The 97 anime blew me away when I first saw it. The story was top-notch, the characters were wonderfully crafted and complex, and the plot was tightly-woven and near perfectly told. Yeah, the animation was awful, I noticed its cheapness back then, particularly during the action scenes with their rampant abuse of looped frames. But he aesthetics were able to present the appropriate atmosphere regardless, particularly since they made good use of detailed stills for the more climatic moments, and backed them all up with excellent sound design and music. Nothing about the series ever distracted me away from its narrative.
Since reading the manga though...it's admittedly hard to go back. It's easy to notice the material that was cut out, and I can't help but miss its presence. Guts' childhood in particular stands out the most to me personally. It feels awfully rushed, and the omission of Donovan had a bit of a cascading effect on later events that really hurt the story; Guts and Casca's love scene in the manga is beautiful in how we see Guts break down from years of repressed trauma catching up to him, followed by Casca helping him finally heal from it, but we don't get that from the anime, which made their relationship feel nowhere near as deep as it was supposed to be.
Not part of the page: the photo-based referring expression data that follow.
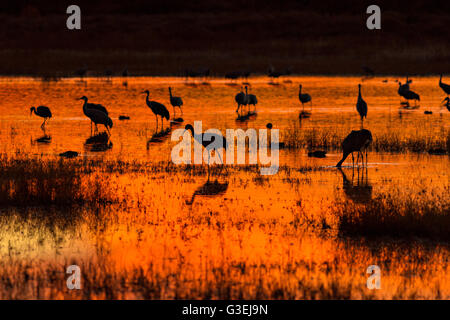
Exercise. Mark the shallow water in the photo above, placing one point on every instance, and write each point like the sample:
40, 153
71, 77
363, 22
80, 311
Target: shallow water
168, 220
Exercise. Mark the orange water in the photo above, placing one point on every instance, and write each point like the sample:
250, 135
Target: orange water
251, 220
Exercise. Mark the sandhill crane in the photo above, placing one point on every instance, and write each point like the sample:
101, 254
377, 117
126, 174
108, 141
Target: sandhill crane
411, 95
361, 106
447, 104
252, 100
97, 116
356, 141
206, 139
241, 99
158, 109
233, 75
93, 106
175, 102
303, 97
444, 86
402, 88
43, 112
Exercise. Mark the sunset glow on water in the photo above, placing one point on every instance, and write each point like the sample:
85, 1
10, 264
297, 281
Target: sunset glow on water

And then there's the subject of the ending; it's too abrupt, it leaves tons of holes, and little effort is done to build the bridge between the last and first episode. If they really wanted to make the series feel like something that could stand on its own, then they should have at least adapted the rest of the Golden Age arc. It would have given the anime a greater sense of closure than just suddenly jumping out of the Eclipse and showing Guts walking out of Godot's without any explanation on how he got out alive.
Still, I guess it did its job. It left me wanting more and got me into reading the manga, which would probably have flown under my radar had I not watched it, so I'm glad it was made. Though I can't help but wonder if that makes me a hypocrite because I do NOT have the same sentiments towards the movies or the 2016 series. Sure, they got people talking about Berserk and may have attracted more fans, but everything about them is just so terrible that I can't help but think they give people the wrong impression. I know for a fact that if they were where I got my first impression of the series, then I wouldn't have ever given Berserk the time of day; I would assume the manga is as trashy as they were and ignore it completely. Worse, the fact that we now have three anime series all made completely separate of each other is just generating a lot of confusion about where people are supposed to start or where they're supposed to go after they finish one series.